MedGR$^2$: Breaking the Data Barrier for Medical Reasoning via Generative Reward Learning
Weihai Zhi, Jiayan Guo, Shangyang Li
TL;DR
MedGR$^2$ tackles data scarcity in medical vision-language reasoning by introducing a self-improving loop that jointly learns a data generator and a reward model to synthesize high-quality multimodal training data. It employs a two-stage policy optimization (reward-filtered SFT followed by GRPO) to achieve strong cross-modality and cross-task generalization, outperforming larger foundation models with a compact 7B parameter. Empirical results on OmniMedVQA demonstrate state-of-the-art performance and data efficiency, validating the synergy between synthetic, reward-informed data and reinforcement learning.

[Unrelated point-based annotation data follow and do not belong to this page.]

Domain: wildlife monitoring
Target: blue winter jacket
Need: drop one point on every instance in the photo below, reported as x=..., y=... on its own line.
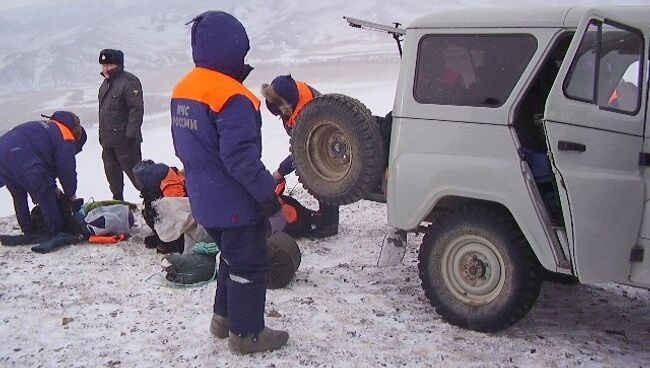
x=216, y=127
x=41, y=145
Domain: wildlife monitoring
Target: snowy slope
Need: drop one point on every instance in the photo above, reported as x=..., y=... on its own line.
x=90, y=306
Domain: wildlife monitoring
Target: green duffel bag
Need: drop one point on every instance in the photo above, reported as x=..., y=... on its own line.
x=190, y=268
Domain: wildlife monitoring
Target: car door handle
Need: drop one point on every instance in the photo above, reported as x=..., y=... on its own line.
x=571, y=146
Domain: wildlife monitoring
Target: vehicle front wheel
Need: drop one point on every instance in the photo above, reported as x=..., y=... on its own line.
x=477, y=269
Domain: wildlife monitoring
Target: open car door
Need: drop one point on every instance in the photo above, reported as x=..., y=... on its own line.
x=594, y=122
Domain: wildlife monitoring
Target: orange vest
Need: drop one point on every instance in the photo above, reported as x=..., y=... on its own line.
x=65, y=131
x=173, y=185
x=304, y=96
x=212, y=88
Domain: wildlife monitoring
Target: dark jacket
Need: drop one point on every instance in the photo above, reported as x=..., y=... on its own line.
x=216, y=127
x=40, y=146
x=121, y=108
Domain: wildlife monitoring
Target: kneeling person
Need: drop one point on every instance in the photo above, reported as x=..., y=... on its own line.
x=32, y=156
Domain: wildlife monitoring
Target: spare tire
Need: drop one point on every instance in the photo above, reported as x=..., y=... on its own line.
x=337, y=149
x=284, y=257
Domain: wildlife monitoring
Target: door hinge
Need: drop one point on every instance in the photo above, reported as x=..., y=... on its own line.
x=644, y=159
x=636, y=255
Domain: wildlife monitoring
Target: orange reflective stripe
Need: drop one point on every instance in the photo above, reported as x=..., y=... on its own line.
x=173, y=185
x=106, y=239
x=66, y=132
x=290, y=213
x=212, y=88
x=304, y=96
x=279, y=189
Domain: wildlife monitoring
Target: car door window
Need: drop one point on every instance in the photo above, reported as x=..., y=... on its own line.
x=607, y=69
x=471, y=70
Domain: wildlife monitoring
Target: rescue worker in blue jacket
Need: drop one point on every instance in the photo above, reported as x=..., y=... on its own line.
x=285, y=97
x=216, y=129
x=32, y=156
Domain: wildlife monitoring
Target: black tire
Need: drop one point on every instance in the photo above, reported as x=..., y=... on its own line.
x=460, y=254
x=337, y=149
x=284, y=256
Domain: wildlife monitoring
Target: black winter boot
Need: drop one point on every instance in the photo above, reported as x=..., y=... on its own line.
x=219, y=326
x=265, y=340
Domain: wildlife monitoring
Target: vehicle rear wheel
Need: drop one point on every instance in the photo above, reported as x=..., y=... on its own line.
x=477, y=269
x=337, y=149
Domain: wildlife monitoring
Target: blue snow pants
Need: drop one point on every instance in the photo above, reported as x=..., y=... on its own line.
x=241, y=285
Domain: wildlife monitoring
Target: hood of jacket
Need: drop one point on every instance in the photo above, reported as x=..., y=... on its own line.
x=220, y=43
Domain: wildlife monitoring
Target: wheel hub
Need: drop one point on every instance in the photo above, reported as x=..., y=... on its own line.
x=473, y=270
x=328, y=151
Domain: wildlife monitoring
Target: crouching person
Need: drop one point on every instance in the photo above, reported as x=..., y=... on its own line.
x=157, y=181
x=285, y=97
x=216, y=128
x=32, y=156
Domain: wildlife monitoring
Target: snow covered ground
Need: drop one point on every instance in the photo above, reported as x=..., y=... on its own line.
x=90, y=306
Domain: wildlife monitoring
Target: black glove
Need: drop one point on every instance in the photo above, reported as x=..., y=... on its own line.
x=272, y=210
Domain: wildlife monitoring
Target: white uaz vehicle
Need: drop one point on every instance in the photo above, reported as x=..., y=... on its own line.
x=520, y=142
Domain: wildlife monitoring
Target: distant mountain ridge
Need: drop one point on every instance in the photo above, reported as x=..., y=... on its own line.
x=57, y=44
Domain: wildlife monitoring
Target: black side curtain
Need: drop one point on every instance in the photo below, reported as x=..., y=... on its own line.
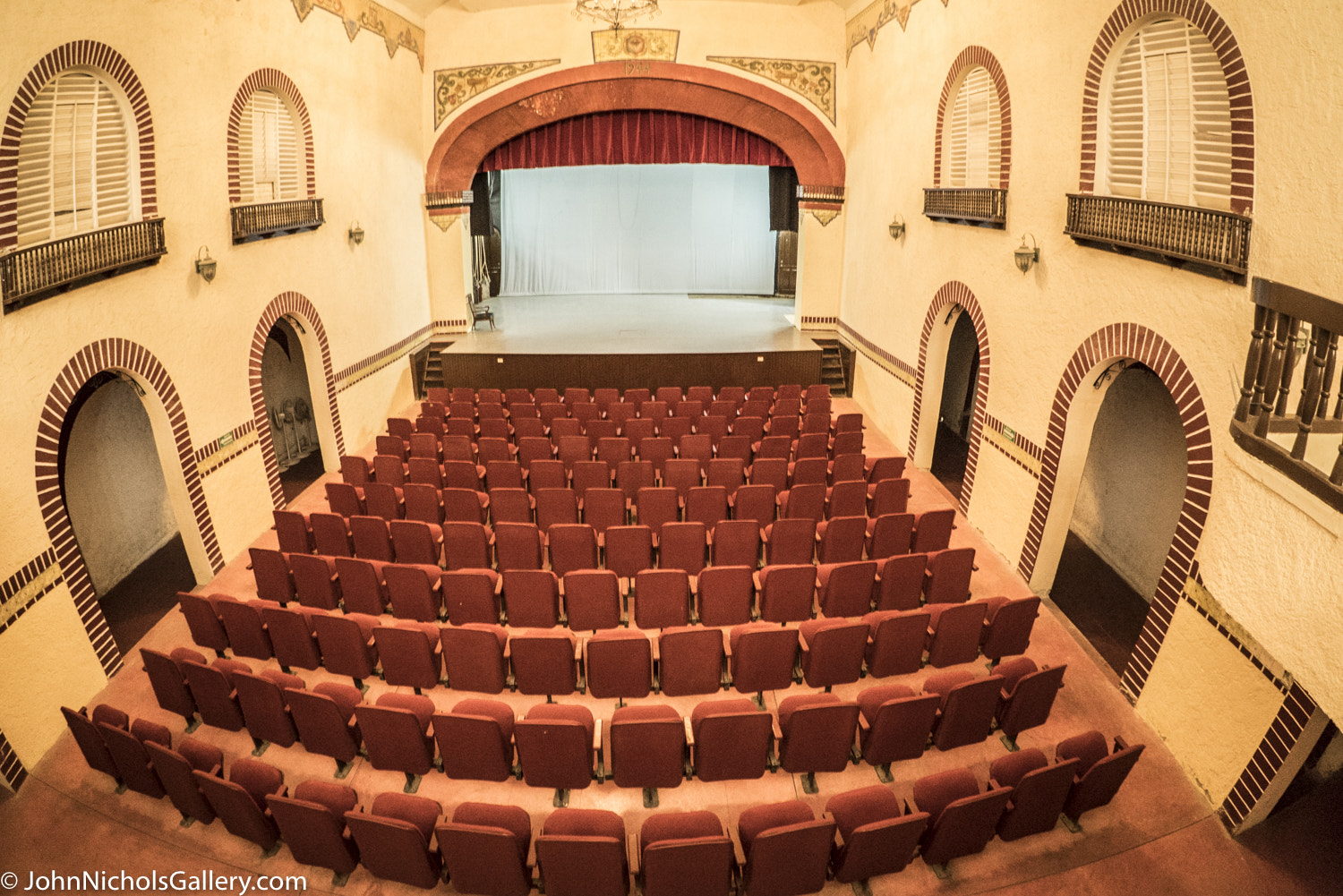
x=481, y=222
x=783, y=198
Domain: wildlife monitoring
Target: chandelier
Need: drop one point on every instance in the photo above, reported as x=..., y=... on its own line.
x=618, y=13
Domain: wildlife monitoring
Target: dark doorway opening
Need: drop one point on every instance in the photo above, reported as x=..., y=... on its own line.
x=951, y=446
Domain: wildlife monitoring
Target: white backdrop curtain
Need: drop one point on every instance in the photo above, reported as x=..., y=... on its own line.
x=637, y=228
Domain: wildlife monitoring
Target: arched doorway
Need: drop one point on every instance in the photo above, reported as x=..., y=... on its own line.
x=955, y=414
x=289, y=408
x=1125, y=515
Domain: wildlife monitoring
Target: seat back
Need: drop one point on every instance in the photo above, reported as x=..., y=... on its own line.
x=168, y=683
x=897, y=641
x=395, y=848
x=790, y=858
x=314, y=831
x=324, y=719
x=787, y=592
x=518, y=546
x=900, y=586
x=956, y=629
x=932, y=531
x=947, y=579
x=1009, y=627
x=544, y=662
x=620, y=664
x=967, y=713
x=475, y=740
x=473, y=657
x=663, y=598
x=899, y=729
x=472, y=595
x=763, y=657
x=647, y=747
x=690, y=660
x=725, y=595
x=817, y=737
x=174, y=769
x=845, y=589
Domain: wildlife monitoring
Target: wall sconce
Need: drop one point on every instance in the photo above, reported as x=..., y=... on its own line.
x=206, y=265
x=1026, y=255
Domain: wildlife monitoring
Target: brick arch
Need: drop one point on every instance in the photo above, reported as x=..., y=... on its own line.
x=1141, y=344
x=970, y=58
x=287, y=303
x=121, y=354
x=956, y=293
x=75, y=54
x=279, y=82
x=1233, y=69
x=609, y=86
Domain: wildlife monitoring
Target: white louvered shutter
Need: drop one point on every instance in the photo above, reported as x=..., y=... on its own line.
x=74, y=161
x=1168, y=124
x=974, y=141
x=268, y=142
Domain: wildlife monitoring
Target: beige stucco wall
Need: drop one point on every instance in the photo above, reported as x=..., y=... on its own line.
x=1208, y=703
x=191, y=56
x=1267, y=557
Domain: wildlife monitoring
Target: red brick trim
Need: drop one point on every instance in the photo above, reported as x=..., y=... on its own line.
x=1233, y=69
x=78, y=54
x=287, y=303
x=1141, y=344
x=956, y=293
x=277, y=81
x=1272, y=753
x=607, y=86
x=10, y=764
x=970, y=58
x=123, y=354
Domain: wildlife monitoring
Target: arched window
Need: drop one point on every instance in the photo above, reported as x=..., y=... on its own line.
x=1168, y=118
x=77, y=166
x=974, y=134
x=270, y=166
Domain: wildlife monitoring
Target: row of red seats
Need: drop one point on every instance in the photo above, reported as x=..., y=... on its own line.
x=561, y=746
x=687, y=660
x=485, y=848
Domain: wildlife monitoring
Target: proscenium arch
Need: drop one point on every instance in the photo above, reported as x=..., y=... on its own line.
x=954, y=293
x=610, y=86
x=1104, y=346
x=329, y=434
x=184, y=490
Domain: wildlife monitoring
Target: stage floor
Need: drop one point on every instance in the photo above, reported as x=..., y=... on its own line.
x=644, y=322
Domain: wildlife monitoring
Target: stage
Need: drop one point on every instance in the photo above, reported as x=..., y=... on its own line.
x=625, y=340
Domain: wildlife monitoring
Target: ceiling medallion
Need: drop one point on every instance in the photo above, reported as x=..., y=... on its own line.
x=617, y=13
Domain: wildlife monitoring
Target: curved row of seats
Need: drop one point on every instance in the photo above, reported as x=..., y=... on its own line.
x=646, y=746
x=488, y=848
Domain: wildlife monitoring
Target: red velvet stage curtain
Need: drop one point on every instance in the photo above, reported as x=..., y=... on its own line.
x=634, y=137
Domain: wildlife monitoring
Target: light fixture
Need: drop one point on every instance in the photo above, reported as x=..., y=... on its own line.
x=618, y=13
x=1026, y=255
x=206, y=265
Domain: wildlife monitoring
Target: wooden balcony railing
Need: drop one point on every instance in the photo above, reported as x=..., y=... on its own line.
x=969, y=204
x=1176, y=234
x=1307, y=442
x=273, y=219
x=38, y=271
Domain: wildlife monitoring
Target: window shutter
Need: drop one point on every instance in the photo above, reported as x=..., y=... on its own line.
x=1168, y=125
x=74, y=161
x=974, y=141
x=268, y=144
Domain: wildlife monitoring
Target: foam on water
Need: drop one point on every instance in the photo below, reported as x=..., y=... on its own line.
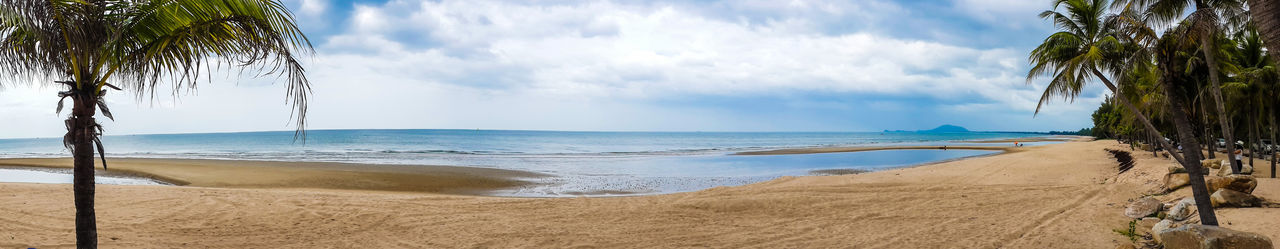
x=584, y=162
x=64, y=176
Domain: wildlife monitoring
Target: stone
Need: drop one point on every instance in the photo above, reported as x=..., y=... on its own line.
x=1197, y=236
x=1233, y=198
x=1239, y=183
x=1143, y=207
x=1176, y=180
x=1164, y=225
x=1211, y=164
x=1182, y=211
x=1246, y=169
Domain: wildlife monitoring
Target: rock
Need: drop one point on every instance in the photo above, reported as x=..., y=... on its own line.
x=1164, y=225
x=1239, y=183
x=1233, y=198
x=1182, y=210
x=1246, y=169
x=1143, y=207
x=1197, y=236
x=1211, y=164
x=1176, y=180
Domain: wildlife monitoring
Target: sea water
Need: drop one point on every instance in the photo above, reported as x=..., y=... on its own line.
x=583, y=162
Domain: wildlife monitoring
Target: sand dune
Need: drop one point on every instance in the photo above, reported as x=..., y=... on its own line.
x=1059, y=196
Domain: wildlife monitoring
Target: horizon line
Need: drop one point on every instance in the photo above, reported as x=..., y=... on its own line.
x=551, y=130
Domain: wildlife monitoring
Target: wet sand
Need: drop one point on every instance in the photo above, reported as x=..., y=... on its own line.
x=306, y=175
x=1056, y=196
x=840, y=150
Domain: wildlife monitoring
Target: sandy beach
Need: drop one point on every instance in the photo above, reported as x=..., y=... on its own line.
x=1056, y=196
x=306, y=175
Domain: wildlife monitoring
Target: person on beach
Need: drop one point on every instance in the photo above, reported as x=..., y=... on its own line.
x=1238, y=157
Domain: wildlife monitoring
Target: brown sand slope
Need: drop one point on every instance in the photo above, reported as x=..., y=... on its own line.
x=1061, y=196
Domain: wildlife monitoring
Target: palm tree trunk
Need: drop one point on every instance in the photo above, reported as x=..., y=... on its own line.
x=81, y=134
x=1266, y=17
x=1208, y=132
x=1191, y=152
x=1275, y=144
x=1141, y=118
x=1207, y=46
x=1253, y=141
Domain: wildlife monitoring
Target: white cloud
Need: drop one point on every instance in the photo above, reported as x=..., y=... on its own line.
x=1010, y=13
x=608, y=50
x=594, y=65
x=314, y=7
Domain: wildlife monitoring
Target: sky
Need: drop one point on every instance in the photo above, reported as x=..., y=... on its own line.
x=703, y=65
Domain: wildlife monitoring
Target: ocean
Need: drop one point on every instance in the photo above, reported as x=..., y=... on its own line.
x=584, y=162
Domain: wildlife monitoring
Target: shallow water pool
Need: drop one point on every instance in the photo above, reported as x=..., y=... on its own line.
x=64, y=176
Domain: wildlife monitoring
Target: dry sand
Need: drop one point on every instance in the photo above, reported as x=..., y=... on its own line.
x=1059, y=196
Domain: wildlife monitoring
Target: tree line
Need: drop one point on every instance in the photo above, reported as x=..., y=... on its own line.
x=1182, y=74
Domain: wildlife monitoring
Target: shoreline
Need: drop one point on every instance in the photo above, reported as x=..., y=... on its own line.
x=844, y=150
x=438, y=179
x=464, y=180
x=240, y=174
x=1056, y=196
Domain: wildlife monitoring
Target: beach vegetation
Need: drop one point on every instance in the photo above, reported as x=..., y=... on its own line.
x=1182, y=73
x=142, y=47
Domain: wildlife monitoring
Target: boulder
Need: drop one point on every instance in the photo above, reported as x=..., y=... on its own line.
x=1197, y=236
x=1143, y=207
x=1233, y=198
x=1164, y=225
x=1239, y=183
x=1182, y=211
x=1176, y=180
x=1211, y=164
x=1246, y=169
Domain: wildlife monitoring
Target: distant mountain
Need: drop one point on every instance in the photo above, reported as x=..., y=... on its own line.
x=946, y=129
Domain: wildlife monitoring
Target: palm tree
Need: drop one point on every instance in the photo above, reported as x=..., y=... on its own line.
x=1207, y=22
x=90, y=46
x=1266, y=17
x=1256, y=78
x=1080, y=51
x=1170, y=54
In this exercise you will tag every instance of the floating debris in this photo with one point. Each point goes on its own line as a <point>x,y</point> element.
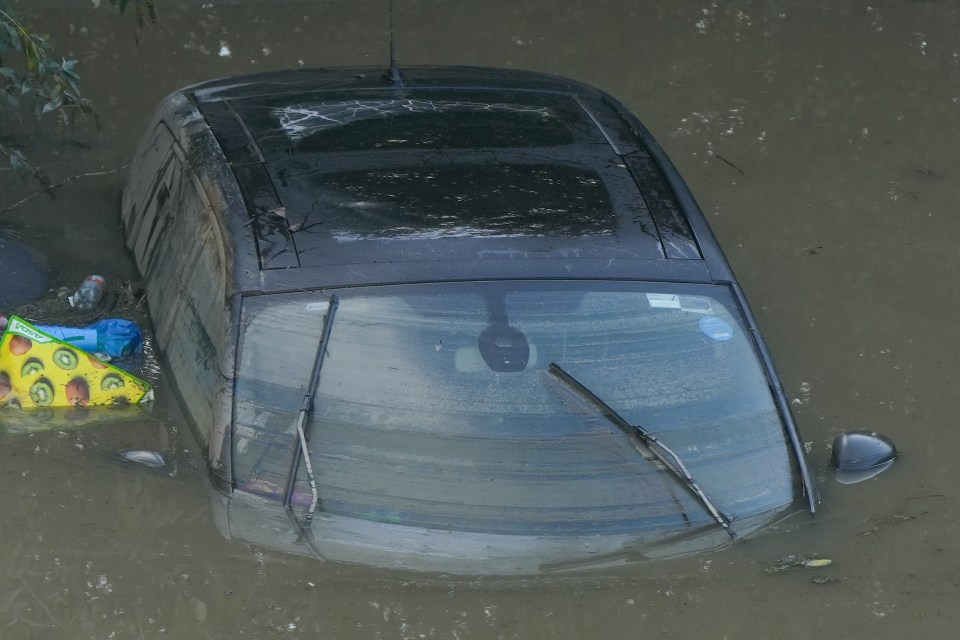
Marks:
<point>790,562</point>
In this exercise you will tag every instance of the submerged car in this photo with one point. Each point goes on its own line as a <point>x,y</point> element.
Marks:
<point>459,319</point>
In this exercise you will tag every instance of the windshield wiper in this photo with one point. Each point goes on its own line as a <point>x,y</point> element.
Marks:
<point>306,407</point>
<point>662,452</point>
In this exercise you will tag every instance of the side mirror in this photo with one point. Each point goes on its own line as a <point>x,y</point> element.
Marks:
<point>860,455</point>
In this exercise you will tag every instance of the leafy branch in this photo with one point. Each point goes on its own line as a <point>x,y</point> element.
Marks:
<point>41,86</point>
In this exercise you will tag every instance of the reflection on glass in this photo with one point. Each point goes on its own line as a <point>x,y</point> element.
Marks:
<point>414,425</point>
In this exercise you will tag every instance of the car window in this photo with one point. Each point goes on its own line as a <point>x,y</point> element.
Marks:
<point>435,407</point>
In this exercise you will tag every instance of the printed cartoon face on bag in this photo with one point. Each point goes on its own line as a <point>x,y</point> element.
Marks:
<point>37,370</point>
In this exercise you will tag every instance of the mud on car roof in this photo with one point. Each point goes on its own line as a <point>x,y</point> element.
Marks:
<point>473,323</point>
<point>513,165</point>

This work proposes a paradigm shift from data curation to automated data generation for RL in high-stakes clinical reasoning, enabling scalable, generalizable medical AI.
Abstract
The application of Vision-Language Models (VLMs) in medicine is critically hampered by the scarcity of high-quality, expert-annotated data. Supervised Fine-Tuning (SFT) on existing datasets often leads to poor generalization on unseen modalities and tasks, while Reinforcement Learning (RL), a promising alternative, is stymied by the lack of reliable reward signals in this data-scarce domain. To break this impasse, we introduce Generative Reward Learning for Medical Reasoning (MedGR$^2$), a novel framework that creates a self-improving virtuous cycle. MedGR$^2$ co-develops a data generator and a reward model, enabling the automated, continuous creation of high-quality, multi-modal medical data that serves as both a superior training source for SFT and RL. Our experiments demonstrate that SFT with MedGR$^2$-produced data already surpasses baselines trained on large-scale, human-curated datasets. Crucially, when leveraging this data for RL via Group Relative Policy Optimization (GRPO), our model achieves state-of-the-art cross-modality and cross-task generalization, significantly outperforming specialized RL-based methods. Furthermore, our compact model, empowered by MedGR$^2$, achieves performance competitive with foundation models possessing over 10 times more parameters. MedGR$^2$ presents a new paradigm for data-efficient learning in high-stakes domains, transforming the problem from data scarcity to data generation and unlocking the full potential of RL for building truly generalizable medical AI.